Search

How health care system in Pakistan can learn from standard formed by Punjab

admin 03:34 PM, 8 Jan, 2014

Primary healthcare remains an essential component and game shifter in the future provision of healthcare. The Millennium Development Goals outlined by the World Health Organization continue to be the roadmap for primary healthcare.

A recent document by Punjab Developed Social Services Program has created minimum service delivery standards for primary and secondary health care in Punjab. This document is an extension of previous attempts made to standardize systems of care delivery. However, there is much more needed here. Based on the Health for All Declaration, this document is worth reviewing to understand the overall progress in the primary healthcare system and how it has evolved.

So what is this particular document referring to? It is interesting to note the of the eight millennial development goals, three pertain to health directly. Furthermore, eight of the 18 targets, while 18 of the 48 indicators also directly link to health and health care delivery.

Primary health care concept picked up its pace in the 1970s after the alma mater declaration indicating primary health care as the exclusive medium to provide health for all. Here the burden of disease can be the most important indicator directing strategizing resources and access to all. The standards which will govern the use of these resources for many years had remained ambiguous. The creation of MSDS or minimum service delivery standards can be the missing component in ensuring provision of quality care, and will help unify the different efforts by various stakeholders working in the health care sector.

Unfortunately, the very standard that can help channel these directives is outdated. The last statistics of Burden of Disease date back to 1996, where 40% of the total BOD was linked to communicable diseases in poverty stricken areas. Among these causes were included tuberculosis, malaria, vaccine preventable conditions including polio, reproductive health problems. Non-communicable diseases hold a major share of nutritional deficiencies.

It is very difficult to assume how much the BOD has changed during the years. With over two decades old information to guide us, we are pretty much lost and blind in creating any healthcare strategy without risking a miss.

This perhaps is the biggest flaw in the theoretical framework, which limits the strategic fortitude of the implementations suggested in the document.

  • What is encouraging is that the researchers tried to bridge this gap by involving more health care professionals in creating the MSDS. This strategy has helped highlight many of the current challenges faced by primary healthcare systems in the region, which in turn have influenced the modification of MSDS, since these have been developed by considering many of the international health standards.

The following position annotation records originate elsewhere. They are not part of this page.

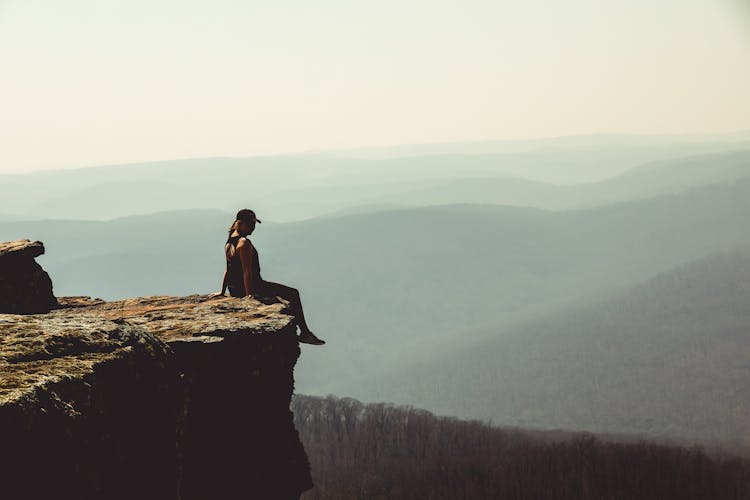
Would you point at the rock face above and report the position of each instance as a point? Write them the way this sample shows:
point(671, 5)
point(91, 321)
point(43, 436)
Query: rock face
point(150, 398)
point(24, 286)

The research has helped identify the key primary health care setups, including

  1. outreach and community based activities

  2. Basic Health Units (BHUs) and Rural Health Centres (RHC)

  3. Secondary Health Care services of Tehsil Headquarters Hospital and District Headquarters Hospitals

  4. Tertiary Care hospitals

The document has listed down suggested in terms of allocation, infrastructure and building of new primary health care centers in non-access areas. It has also suggested the introduction and expansion of the healthcare workforce and integration of health management information systems.

The document is a must read for every health care professional to understand and appreciate the efforts carried out to improve the quality of healthcare service delivery. Similar attempts and actions should be taken by other provincial governments ensure attainment of millennial development goals.